How do we determine whom to deny? Believe it or not you can cut out 90% or better pretty easily but as always it's the final 10% that gets a little tougher. This is why filtering won't go away. The point is that denying 90% of the spam that your mail servers have to even process is huge. Given that 95% of email that comes to all of our servers is spam can you imagine not having to process or pay to receive it?
 
Sorting the information culled from our logs by IP reveals some interesting information.
  1. many spammers blast most of their crap out within one minute in spurts of 10 or 20 emails
  2. all of those "invalid user" lines are likely to be future spamming IP's
  3. the same IP's keep showing up so blocking one IP removes it from bothering you again
  4. spammers like emails beginning with the letter "J" as the from address (I know, weird)
  5. patterns do emerge

Regards,

Bill Foresman
Matrosity Hosting
850-656-2644



-----Original Message-----
From: "Bill Foresman" <[EMAIL PROTECTED]>
Sent 11/24/2007 7:13:20 AM
To: [email protected]
Subject: Re: [IMail Forum] Suddenly Imail Refusing Mail from Gateway Server

imail

Thanks,

Bill Foresman
Matrosity Hosting
850-656-2644



-----Original Message-----
From: "John T (lists)" <[EMAIL PROTECTED]>
Sent 11/23/2007 8:23:06 PM
To: [email protected]
Subject: RE: [IMail Forum] Suddenly Imail Refusing Mail from Gateway Server

Bill, I am looking forward to that.
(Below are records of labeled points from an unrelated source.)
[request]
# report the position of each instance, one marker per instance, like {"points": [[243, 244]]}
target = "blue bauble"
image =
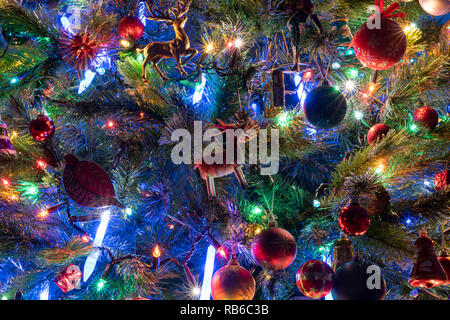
{"points": [[325, 107]]}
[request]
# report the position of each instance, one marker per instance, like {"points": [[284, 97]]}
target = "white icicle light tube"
{"points": [[91, 261]]}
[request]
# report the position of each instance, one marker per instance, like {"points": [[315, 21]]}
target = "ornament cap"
{"points": [[233, 261]]}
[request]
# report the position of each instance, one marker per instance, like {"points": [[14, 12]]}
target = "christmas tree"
{"points": [[224, 149]]}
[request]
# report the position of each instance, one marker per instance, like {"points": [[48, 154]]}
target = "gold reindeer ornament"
{"points": [[178, 47]]}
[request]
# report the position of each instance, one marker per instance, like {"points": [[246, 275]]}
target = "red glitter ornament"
{"points": [[68, 278], [131, 28], [233, 282], [377, 132], [427, 272], [88, 184], [354, 220], [426, 117], [274, 248], [381, 48], [79, 50], [42, 128], [315, 279], [441, 180]]}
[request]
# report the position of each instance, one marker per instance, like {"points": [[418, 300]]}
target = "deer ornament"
{"points": [[178, 47]]}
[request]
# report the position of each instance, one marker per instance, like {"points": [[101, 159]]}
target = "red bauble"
{"points": [[42, 128], [442, 180], [233, 282], [427, 272], [377, 132], [274, 248], [380, 49], [88, 184], [427, 117], [68, 278], [315, 279], [354, 220], [131, 28]]}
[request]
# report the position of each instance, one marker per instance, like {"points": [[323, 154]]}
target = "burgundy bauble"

Would this be using the Declude logs or the Imail logs to gather the IPs to block?

 

John T

 

From: [EMAIL PROTECTED] [mailto:[EMAIL PROTECTED] On Behalf Of Bill Foresman
Sent: Friday, November 23, 2007 4:43 PM
To: [email protected]
Subject: Re: [IMail Forum] Suddenly Imail Refusing Mail from Gateway Server

 

We're using the logs for data mining to determine what IP's to block. It's been extremely enlightening and productive. At this point we're trying to determine an algorythm to automate the process of identifying IP's that we're not going to accept maill from. Just after a few days we're denying connections from over 30,000 IP's that are absolutely spammers! We're going to release the software opensource as soon as possible.

Regards,

Bill Foresman
Matrosity Hosting
850-656-2644



-----Original Message-----
From: "Len Conrad" <[EMAIL PROTECTED]>
Sent 11/23/2007 7:36:36 PM
To: [email protected]
Subject: RE: [IMail Forum] Suddenly Imail Refusing Mail from Gateway Server

>So what does that translate to for Imail?  Max two sessions? 1 bad
>recipient, then blacklist it?  That seems awfully low.
IMGate doesn't blacklist in a session. It disconnects the session
after 2 5xx's.
Eventually, through harvesting the mail log, enough sessions with
(even one) bad recip, and the IP gets blacklisted.  How many is
enough? over how much time? day?  week?
The threshold depends on several other factors.  eg, if the IP
doesn't have a PTR, then the blacklist threshold is a lot lower than
if it had an IP.
And John is right.  A gateway that accepts all recips and passes them
to Imail is asking for trouble, is a useless gateway.  Rejecting bad
recips is the FIRST task of an MX gateway.